Ji Dingbei war gerade erst eingetreten, als er den Schrei hörte. Er eilte sofort hinein und fand Ji Meiyuan mit geschlossenen Augen vor, die um sich trat und schrie: „Du verdienst es zu sterben! Du verdienst es zu sterben! Komm nicht wieder, um mich zu suchen, du verdienst es zu sterben!“

Ji Dingbei trat vor und rief: „Amerikanische Hilfe!“, dann versuchte er, sie an der Bewegung zu hindern. In diesem Moment stürmten die Bediensteten und Ärzte von draußen herein.

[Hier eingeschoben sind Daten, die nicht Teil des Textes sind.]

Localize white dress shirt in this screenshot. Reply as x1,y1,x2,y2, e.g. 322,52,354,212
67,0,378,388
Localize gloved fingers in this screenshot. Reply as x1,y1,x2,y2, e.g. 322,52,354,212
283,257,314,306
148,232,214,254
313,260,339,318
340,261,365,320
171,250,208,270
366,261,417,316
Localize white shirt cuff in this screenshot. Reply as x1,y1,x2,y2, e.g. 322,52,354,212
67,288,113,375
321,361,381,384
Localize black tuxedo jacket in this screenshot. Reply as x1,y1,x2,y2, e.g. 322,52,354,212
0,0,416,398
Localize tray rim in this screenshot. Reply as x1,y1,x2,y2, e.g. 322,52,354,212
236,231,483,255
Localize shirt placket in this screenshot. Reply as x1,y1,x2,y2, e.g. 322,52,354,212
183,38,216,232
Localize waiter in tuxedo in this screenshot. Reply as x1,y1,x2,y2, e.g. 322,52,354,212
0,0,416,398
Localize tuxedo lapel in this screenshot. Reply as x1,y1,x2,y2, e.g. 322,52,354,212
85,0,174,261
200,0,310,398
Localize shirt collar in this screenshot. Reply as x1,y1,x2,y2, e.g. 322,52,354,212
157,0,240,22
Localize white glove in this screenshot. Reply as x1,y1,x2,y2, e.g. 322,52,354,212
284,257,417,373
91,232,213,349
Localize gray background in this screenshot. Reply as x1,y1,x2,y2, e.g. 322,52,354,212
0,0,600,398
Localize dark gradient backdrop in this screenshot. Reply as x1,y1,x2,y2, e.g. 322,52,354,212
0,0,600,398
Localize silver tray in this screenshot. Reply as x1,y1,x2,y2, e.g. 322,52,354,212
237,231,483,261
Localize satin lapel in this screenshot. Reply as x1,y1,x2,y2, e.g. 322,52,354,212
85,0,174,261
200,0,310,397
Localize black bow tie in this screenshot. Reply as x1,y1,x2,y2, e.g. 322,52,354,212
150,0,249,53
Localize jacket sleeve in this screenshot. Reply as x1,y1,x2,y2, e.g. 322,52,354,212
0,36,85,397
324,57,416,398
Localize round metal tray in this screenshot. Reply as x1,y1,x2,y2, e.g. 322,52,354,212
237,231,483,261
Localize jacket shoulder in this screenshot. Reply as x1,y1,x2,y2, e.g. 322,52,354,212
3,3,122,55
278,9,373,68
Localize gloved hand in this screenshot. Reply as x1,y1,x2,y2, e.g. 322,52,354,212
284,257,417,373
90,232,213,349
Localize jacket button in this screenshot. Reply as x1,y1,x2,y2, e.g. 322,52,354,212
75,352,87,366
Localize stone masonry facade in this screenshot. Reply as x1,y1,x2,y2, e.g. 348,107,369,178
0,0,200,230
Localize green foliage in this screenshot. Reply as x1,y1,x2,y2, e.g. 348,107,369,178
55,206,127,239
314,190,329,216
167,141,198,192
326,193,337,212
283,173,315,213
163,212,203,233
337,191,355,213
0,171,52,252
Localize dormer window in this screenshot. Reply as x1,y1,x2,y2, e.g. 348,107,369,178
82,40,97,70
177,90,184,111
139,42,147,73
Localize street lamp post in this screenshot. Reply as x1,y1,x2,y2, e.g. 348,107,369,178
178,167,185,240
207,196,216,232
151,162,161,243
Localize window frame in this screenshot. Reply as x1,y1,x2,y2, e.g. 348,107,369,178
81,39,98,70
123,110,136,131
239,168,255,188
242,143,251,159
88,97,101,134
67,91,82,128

Unerwartet schrie Ji Meiyuan plötzlich auf, griff nach einer silbernen Nadel, von der sie nicht wusste, dass sie sich an ihrem Körper befand, und stach sie Ji Dingbei in den Hals!

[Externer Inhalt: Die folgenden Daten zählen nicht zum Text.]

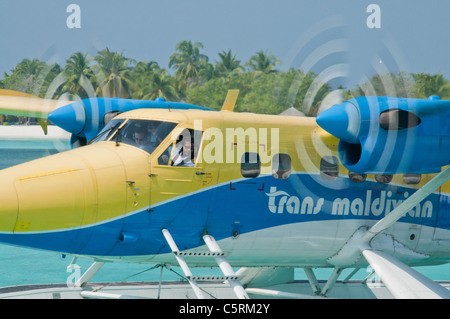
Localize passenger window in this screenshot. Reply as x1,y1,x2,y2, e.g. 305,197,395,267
403,174,422,185
348,172,367,183
272,153,291,179
241,152,261,178
375,174,393,184
320,156,339,181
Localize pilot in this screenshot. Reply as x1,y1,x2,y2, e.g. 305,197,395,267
133,129,148,150
172,139,194,167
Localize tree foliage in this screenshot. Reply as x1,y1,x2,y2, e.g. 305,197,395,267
0,40,450,121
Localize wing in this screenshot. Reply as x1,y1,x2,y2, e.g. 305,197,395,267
0,90,73,119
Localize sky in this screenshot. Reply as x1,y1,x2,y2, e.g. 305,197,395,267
0,0,450,88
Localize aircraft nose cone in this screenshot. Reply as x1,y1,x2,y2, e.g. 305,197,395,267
48,101,86,134
316,102,361,141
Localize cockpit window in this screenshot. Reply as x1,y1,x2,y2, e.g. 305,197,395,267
88,119,125,144
90,119,176,154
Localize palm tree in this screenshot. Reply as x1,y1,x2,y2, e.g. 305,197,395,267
63,52,94,99
215,50,242,79
247,50,281,74
93,48,134,98
169,40,209,87
411,73,450,98
132,69,178,101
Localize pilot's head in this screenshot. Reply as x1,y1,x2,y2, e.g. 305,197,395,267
183,139,192,155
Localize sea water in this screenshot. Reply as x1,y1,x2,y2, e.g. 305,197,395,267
0,140,450,287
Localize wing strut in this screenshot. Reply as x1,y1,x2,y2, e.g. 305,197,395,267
203,235,249,299
362,166,450,243
162,229,205,299
328,166,450,298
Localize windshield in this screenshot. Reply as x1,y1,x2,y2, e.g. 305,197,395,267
89,119,125,144
107,119,177,154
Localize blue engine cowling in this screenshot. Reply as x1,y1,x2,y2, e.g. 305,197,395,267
316,96,450,174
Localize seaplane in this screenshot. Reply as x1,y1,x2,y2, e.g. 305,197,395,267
0,90,450,299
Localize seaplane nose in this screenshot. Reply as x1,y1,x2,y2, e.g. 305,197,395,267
0,152,89,234
316,102,361,141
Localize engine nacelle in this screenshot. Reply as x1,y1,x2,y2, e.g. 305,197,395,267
316,96,450,174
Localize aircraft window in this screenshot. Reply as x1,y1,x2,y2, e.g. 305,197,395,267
111,119,176,154
103,111,123,125
375,174,393,184
241,152,261,178
272,153,291,179
88,119,125,144
320,156,339,181
403,174,422,184
348,172,367,183
158,129,203,167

☆、131 Miss Ji plant, jemanden mit dem Messer einer anderen Person zu töten.

Ji Dingbei war schockiert. War das etwa ein verräterischer Akt, die Ermordung seines Vaters? Die Umstehenden sahen erstaunt zu und riefen: „Meister!“

Ji Dingbei riss ihr die Silbernadel aus der Hand und drückte sie abrupt zu Boden. „Bist du verrückt?!“, schrie sie. „Wie konntest du dir nur selbst wehtun? Ich hätte Ji Wushang niemals meine Tochter retten lassen dürfen!“

„Ah!“ Ji Meiyuan schien den Verstand verloren zu haben. „Ich … ich werde dich töten!“

Ji Dingbei war schockiert. „Was hast du gesagt?!“ Wütend schlug er ihr ins Gesicht und schlug Ji Meiyuan bewusstlos. Sie lag steif und völlig bewusstlos auf dem Bett.

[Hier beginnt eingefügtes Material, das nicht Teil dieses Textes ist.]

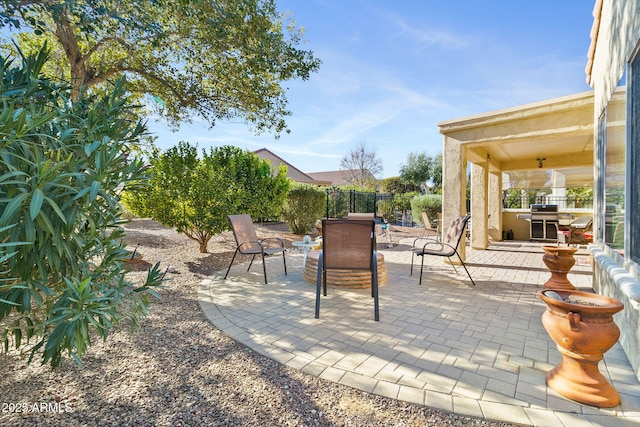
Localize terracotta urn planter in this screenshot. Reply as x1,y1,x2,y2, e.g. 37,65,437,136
538,289,624,408
542,246,578,290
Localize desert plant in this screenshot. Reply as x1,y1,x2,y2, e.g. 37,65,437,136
124,142,290,253
283,184,327,234
411,194,442,226
0,47,162,367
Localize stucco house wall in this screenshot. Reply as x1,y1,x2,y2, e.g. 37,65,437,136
586,0,640,379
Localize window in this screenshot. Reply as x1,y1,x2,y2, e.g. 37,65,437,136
604,88,626,255
627,45,640,263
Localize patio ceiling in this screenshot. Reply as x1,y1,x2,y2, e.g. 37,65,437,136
438,92,594,186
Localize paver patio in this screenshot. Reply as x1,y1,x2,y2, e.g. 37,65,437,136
199,242,640,427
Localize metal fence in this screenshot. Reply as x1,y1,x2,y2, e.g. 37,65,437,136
325,188,414,225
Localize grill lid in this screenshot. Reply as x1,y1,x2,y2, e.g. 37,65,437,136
531,204,558,213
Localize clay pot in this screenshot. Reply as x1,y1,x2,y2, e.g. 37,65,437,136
538,289,624,408
542,246,578,290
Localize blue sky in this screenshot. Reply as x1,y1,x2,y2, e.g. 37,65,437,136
149,0,594,178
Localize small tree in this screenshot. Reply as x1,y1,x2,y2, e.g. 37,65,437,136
340,142,382,189
283,184,327,234
400,152,442,193
411,194,442,226
125,142,290,253
0,0,320,135
380,176,420,194
0,49,162,367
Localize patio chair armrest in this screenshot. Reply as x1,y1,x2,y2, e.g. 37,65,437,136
258,237,284,248
422,239,448,251
236,240,263,250
413,237,440,248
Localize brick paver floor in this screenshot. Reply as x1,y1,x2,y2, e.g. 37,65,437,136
199,241,640,427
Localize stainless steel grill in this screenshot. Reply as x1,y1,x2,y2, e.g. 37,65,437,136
531,204,558,240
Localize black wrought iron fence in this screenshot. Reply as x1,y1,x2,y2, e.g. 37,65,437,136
325,188,413,225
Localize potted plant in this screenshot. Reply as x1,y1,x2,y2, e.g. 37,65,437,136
538,289,624,408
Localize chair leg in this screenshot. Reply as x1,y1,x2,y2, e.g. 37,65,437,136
456,252,476,286
447,258,460,274
316,252,326,319
409,251,416,276
371,258,380,322
282,251,287,276
224,249,238,280
247,254,256,271
254,252,267,285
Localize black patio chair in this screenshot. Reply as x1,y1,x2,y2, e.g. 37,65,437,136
224,214,287,285
411,215,476,286
316,219,380,321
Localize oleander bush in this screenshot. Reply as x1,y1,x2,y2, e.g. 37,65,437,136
0,45,162,367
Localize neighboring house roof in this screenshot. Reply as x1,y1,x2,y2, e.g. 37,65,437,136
254,148,331,185
308,170,376,186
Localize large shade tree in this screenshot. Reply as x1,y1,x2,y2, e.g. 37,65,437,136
0,0,320,135
0,49,162,367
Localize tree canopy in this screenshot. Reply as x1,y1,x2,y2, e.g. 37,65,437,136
340,142,382,188
0,0,320,136
0,49,162,367
124,142,291,253
400,152,442,192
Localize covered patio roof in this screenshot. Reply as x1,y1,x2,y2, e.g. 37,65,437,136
438,91,608,249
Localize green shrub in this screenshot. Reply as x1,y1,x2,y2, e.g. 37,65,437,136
124,141,291,253
411,194,442,226
0,47,162,367
283,184,326,234
393,191,420,212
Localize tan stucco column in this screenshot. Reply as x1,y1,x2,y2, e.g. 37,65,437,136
442,136,467,260
471,162,489,249
488,171,502,242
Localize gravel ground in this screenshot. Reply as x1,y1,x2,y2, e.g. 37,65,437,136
0,220,510,427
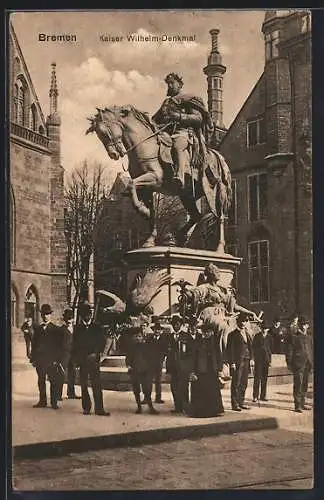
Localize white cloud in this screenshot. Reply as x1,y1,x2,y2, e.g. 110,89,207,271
60,29,230,176
61,57,165,176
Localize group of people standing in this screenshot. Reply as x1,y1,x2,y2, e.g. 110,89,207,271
22,303,109,416
22,296,312,417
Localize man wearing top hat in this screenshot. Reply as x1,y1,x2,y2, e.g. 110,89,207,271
252,322,272,403
72,303,110,416
226,312,254,411
166,315,194,413
286,317,313,413
58,309,81,400
142,316,167,404
30,304,64,410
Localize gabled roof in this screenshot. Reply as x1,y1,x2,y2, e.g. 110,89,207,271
10,23,46,130
218,72,264,148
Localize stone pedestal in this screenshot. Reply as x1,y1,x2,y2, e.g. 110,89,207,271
124,246,242,316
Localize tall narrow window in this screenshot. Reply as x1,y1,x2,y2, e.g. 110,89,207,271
113,233,123,250
226,244,239,290
128,229,140,250
17,81,26,126
25,285,39,322
301,14,310,33
265,30,279,61
246,117,266,148
10,190,16,264
248,174,268,222
30,103,37,132
13,83,19,123
11,285,19,327
248,240,270,303
228,179,237,226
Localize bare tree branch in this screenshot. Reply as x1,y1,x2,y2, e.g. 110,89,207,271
65,161,109,308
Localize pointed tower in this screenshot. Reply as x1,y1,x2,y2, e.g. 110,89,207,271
46,63,67,314
204,29,226,146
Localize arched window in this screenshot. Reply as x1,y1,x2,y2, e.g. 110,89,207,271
30,103,37,132
11,283,19,327
14,75,29,127
25,285,39,323
248,238,270,303
10,187,16,264
13,83,19,123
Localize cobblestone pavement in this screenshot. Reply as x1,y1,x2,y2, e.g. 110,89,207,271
13,429,313,491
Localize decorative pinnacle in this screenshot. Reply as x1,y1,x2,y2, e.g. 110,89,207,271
49,62,58,115
209,29,219,52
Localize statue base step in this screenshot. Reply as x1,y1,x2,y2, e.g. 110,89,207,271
124,246,242,316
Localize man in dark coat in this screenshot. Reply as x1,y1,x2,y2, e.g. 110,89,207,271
30,304,64,410
269,318,286,354
227,313,254,411
252,324,272,402
21,316,35,358
119,317,159,415
58,309,81,400
72,303,110,416
286,317,313,413
166,315,194,413
144,316,167,404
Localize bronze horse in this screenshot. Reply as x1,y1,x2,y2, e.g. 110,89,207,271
86,105,232,252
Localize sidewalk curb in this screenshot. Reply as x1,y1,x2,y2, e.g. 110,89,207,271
13,417,278,460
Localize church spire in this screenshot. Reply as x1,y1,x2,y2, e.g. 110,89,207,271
49,62,58,115
203,29,226,129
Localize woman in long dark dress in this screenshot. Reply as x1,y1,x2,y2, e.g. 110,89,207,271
190,325,224,418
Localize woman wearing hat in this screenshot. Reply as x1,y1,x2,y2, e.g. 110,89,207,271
226,313,254,411
190,322,224,418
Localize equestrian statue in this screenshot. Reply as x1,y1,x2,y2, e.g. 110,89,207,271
86,73,232,253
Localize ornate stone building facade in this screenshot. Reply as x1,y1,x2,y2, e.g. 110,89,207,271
219,10,313,320
9,25,66,329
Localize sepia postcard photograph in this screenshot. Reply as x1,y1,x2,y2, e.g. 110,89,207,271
6,9,314,492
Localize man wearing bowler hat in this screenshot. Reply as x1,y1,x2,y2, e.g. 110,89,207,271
59,309,81,400
73,303,110,416
226,312,254,411
252,321,272,403
30,304,64,410
286,316,313,413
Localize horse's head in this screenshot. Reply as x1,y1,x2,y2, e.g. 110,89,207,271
86,106,131,160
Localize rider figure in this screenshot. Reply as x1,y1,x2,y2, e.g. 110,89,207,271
152,73,213,187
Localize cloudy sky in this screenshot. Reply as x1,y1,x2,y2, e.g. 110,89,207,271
11,10,265,178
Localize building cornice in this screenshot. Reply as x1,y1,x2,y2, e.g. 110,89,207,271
10,131,52,156
11,266,67,277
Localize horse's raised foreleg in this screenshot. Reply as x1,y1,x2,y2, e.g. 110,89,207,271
216,214,225,253
141,191,157,248
128,172,161,219
177,192,201,246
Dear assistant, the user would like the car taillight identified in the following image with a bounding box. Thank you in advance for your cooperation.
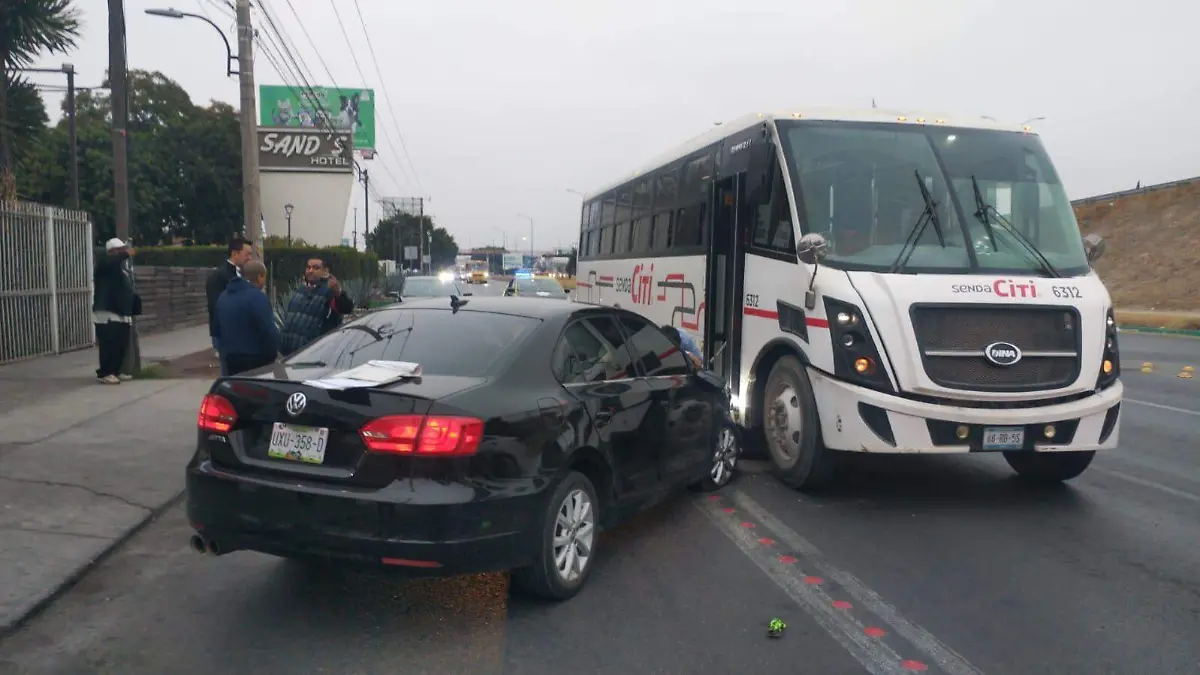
[359,414,484,456]
[197,394,238,434]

Alle waren fassungslos. Niemand hatte erwartet, dass die zweite junge Dame so etwas tatsächlich sagen würde. Wie hätte der Meister da nicht wütend sein können? Ji Dingbei kam wieder zu sich und blickte auf Ji Meiyuan, die er bewusstlos geschlagen hatte. Ihr Gesicht war nun geschwollen und rot.

„Hmpf!“, zischte Ji Dingbei noch immer wütend. Er stand auf und sagte: „Behaltet sie gut im Auge! Sie ist bestimmt verrückt geworden! Hmpf!“

Als sie dies hörten, eilten mehrere Ärzte herbei, um sie zu untersuchen, ohne zu wagen, die Wahrheit zu berichten oder ein einziges Wort zu sagen. Ji Dingbei blickte zurück und befahl: „Weckt sie auf!“

"Ja", antworteten die Ärzte.

Baoqi beobachtete das Geschehen wortlos von der Seite. Wäre es jemand anderes gewesen, hätte Ji Dingbei sie wahrscheinlich totgeschlagen! Sie hätte nie erwartet, dass die Zweite Miss so verwirrt sein würde. War sie etwa verrückt geworden?